Arrangements for a decent hearing: V.29. Then straightway they departed from him which should have examined him; and the chief captain also was afraid after he knew that he was a Roman, and because he had bound him. V.30. On the morrow, because he would have known the certainty wherefore he was accused of the Jews, he loosed him from his bands, and commanded the chief priests and all their Council to appear, and brought Paul down, and set him before them. The declaration of Paul that he was a free-born Roman citizen had its immediate effect.

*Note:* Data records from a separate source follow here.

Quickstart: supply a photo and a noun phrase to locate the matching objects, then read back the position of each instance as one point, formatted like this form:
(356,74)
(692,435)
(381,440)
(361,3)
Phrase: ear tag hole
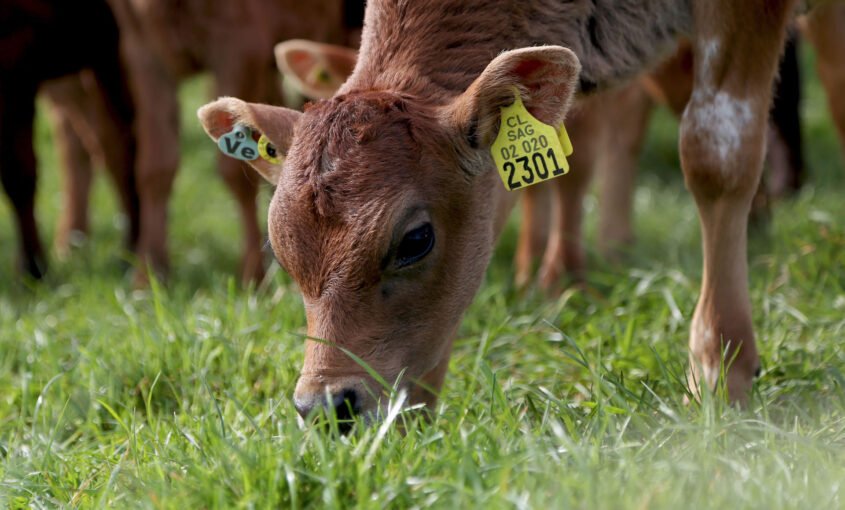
(268,151)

Those that were to put the question to him with torture stepped back immediately, with alacrity, for the torture was illegal in the case of a Roman citizen, although it might be employed in the case of slaves and foreigners. Even the chiliarch felt rather uncomfortable with fear, since he had now found out that Paul was a Roman citizen, and because he had bound him. If Paul had been of a vindictive nature, he might have caused the tribune some difficulty, but revenge did not enter his thoughts, since his object had been gained. But the commander now acted more carefully. It was still his firm resolve to find out the real reason why Paul was being accused by the Jews, what the trouble really was about. So he had Paul freed from his bonds, and commanded that the high priests and the entire Synedrion come together, the hearing probably taking place in their own council-chamber or at some place in the city outside of the Tower of Antonia, most likely in the Court of the Gentiles, where the Romans were permitted to appear, since he led Paul down from the hill and placed him in front of them. Thus the prophecy of Agabus had been fulfilled, and Paul was in the hands of the Gentiles, delivered there by the hands of his own countrymen.

Summary. Paulís speech to the Jews, first listened to in interested silence, is interrupted by shouts of anger, after which Paul saves himself from a scourging at the hands of the soldiers by declaring his Roman citizenship.